Monday, July 22, 2013

When the preacher speaks, maybe it's God calling

Most people come to church for comfort, not discomfort.

I like to preach messages of comfort, not ones of discomfort, because I would rather people like me than dislike me for what I have to say. 

But sometimes God has other plans for me and my sermon on Sunday.

Yesterday, I preached on Amos 8.1-12. Amos was a Hebrew prophet who spoke to the powerful in the northern kingdom of Israel. Amos was unpopular because he spoke God's truth. Many prophets were stoned to death for telling the truth, which people didn't want to hear.

Since Amos's time, eight centuries before the birth of Jesus, prophets have fared little better. Jesus, God himself with us, was crucified for telling the truth.

In the text yesterday, Amos speaks for God, rebuking the powerful in Israel for abandoning him and committing injustice and oppressing the poor and the needy. 

Here is some of what Amos says: "Hear this, you that trample on the needy, and bring to ruin the poor of the land....(who) practice deceit with false balances, buying the poor for silver and the needy for a pair of sandals, and selling the sweepings of the wheat....I will never forget any of their deeds...."

In my sermon yesterday, I spoke about Amos and his context, and then I applied the text, which is what seminaries teach students to do when they preach. Few people are bothered by sermons about "then," but lots of people are bothered by sermons about "now."

I spoke about what many people considered a recent injustice--the U.S. House of Representatives' eliminating food stamps from the farm bill. I mentioned the Tennessee congressman who had quoted St. Paul, that if you don't work, you don't eat. I said the congressman had misinterpreted the apostle.
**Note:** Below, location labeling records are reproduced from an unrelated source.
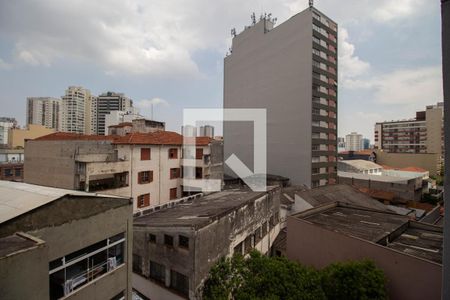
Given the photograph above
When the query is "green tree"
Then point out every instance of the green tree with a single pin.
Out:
(262, 277)
(354, 280)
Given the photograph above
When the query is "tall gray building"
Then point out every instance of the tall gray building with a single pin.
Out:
(108, 102)
(446, 73)
(45, 111)
(290, 70)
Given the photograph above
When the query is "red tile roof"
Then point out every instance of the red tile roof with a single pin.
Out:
(121, 125)
(158, 138)
(67, 136)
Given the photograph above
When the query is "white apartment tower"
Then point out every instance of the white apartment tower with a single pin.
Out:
(45, 111)
(109, 102)
(78, 111)
(291, 71)
(354, 142)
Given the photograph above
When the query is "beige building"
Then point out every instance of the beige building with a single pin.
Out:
(147, 167)
(66, 244)
(423, 134)
(45, 111)
(17, 137)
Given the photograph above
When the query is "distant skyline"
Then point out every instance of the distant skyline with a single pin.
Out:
(170, 54)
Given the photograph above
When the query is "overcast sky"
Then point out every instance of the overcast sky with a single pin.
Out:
(170, 52)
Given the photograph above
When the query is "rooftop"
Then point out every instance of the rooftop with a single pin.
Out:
(339, 193)
(367, 224)
(384, 228)
(67, 136)
(360, 164)
(201, 211)
(158, 138)
(379, 178)
(17, 198)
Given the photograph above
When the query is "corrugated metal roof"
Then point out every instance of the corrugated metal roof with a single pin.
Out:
(17, 198)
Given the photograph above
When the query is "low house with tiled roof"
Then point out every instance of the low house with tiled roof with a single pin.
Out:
(147, 167)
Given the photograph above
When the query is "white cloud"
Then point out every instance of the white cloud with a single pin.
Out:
(406, 86)
(4, 65)
(350, 65)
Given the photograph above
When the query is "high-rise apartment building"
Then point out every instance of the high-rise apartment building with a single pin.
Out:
(423, 134)
(206, 130)
(78, 111)
(290, 70)
(45, 111)
(108, 102)
(5, 124)
(354, 142)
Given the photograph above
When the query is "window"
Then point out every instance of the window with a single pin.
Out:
(137, 264)
(7, 172)
(152, 238)
(70, 272)
(175, 173)
(173, 153)
(168, 240)
(173, 193)
(143, 200)
(238, 248)
(183, 241)
(157, 271)
(145, 154)
(198, 173)
(198, 153)
(145, 177)
(179, 282)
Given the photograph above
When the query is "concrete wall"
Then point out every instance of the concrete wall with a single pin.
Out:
(408, 277)
(404, 191)
(427, 161)
(17, 137)
(56, 159)
(273, 70)
(446, 84)
(207, 244)
(73, 223)
(24, 275)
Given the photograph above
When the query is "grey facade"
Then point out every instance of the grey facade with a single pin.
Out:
(62, 163)
(175, 248)
(108, 102)
(60, 243)
(290, 70)
(446, 78)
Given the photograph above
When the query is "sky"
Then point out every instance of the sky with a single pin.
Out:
(170, 53)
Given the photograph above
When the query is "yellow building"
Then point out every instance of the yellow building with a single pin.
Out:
(17, 137)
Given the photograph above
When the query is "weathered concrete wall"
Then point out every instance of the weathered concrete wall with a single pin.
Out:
(427, 161)
(56, 159)
(408, 277)
(24, 275)
(446, 83)
(273, 70)
(209, 243)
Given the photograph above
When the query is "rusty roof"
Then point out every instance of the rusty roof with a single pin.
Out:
(68, 136)
(158, 138)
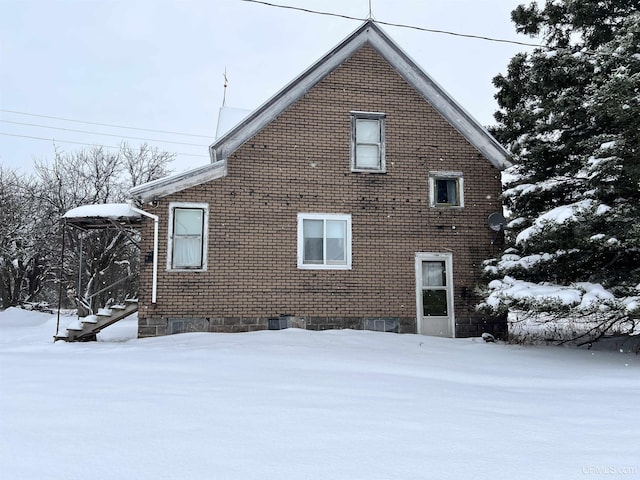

I cited the evidence that most people who received food stamps were not "parasites," as another congressman once said, but the elderly, the disabled, the chronically unemployed, children. 

I said that nearly 60 percent of public school students in Springfield were receiving free or discounted school lunches because they were suffering from "food insecurity."

In the prophetic tradition, I issued a call to action, making a few suggestions about how we, the followers of God's mercy and compassion, Jesus Christ, might act for justice. 

You can hear the sermon for yourself at www.christepiscopalchurch.com. 

Several people disagreed with what I had said from the pulpit, even viscerally,  telling me so directly or indirectly. They said I had politicized the pulpit, that I had divided people. I am sure that many others also disagreed with me. Many people did agree with what I had to say; they told me so.

Whether you agreed or disagreed with the sermon yesterday, thank you for listening.

To everyone who gathers at Christ Church faithfully from week to week to receive God's Word made flesh in the sermon and in the sacrament,  I say:

Thank God that we preachers in the Episcopal Church are free to speak from the heart--from our own hearts and from God's heart about those great ultimate themes of love, mercy, compassion, freedom, justice, forgiveness, reconciliation, peace, love. 

Thank God, in our church, we are are free to agree or disagree.

And, if you find yourself disagreeing with a sermon (yes, I have disagreed with sermons),  you might just listen for that Voice beneath the other voices of anger, frustration, guilt, perhaps.

When I have done so, I have found that beneath the voices of my discomfort God was often speaking to me. He was telling me something that I didn't  want to hear, but that he wanted me to hear--and embrace in faith--for deeper life in Christ.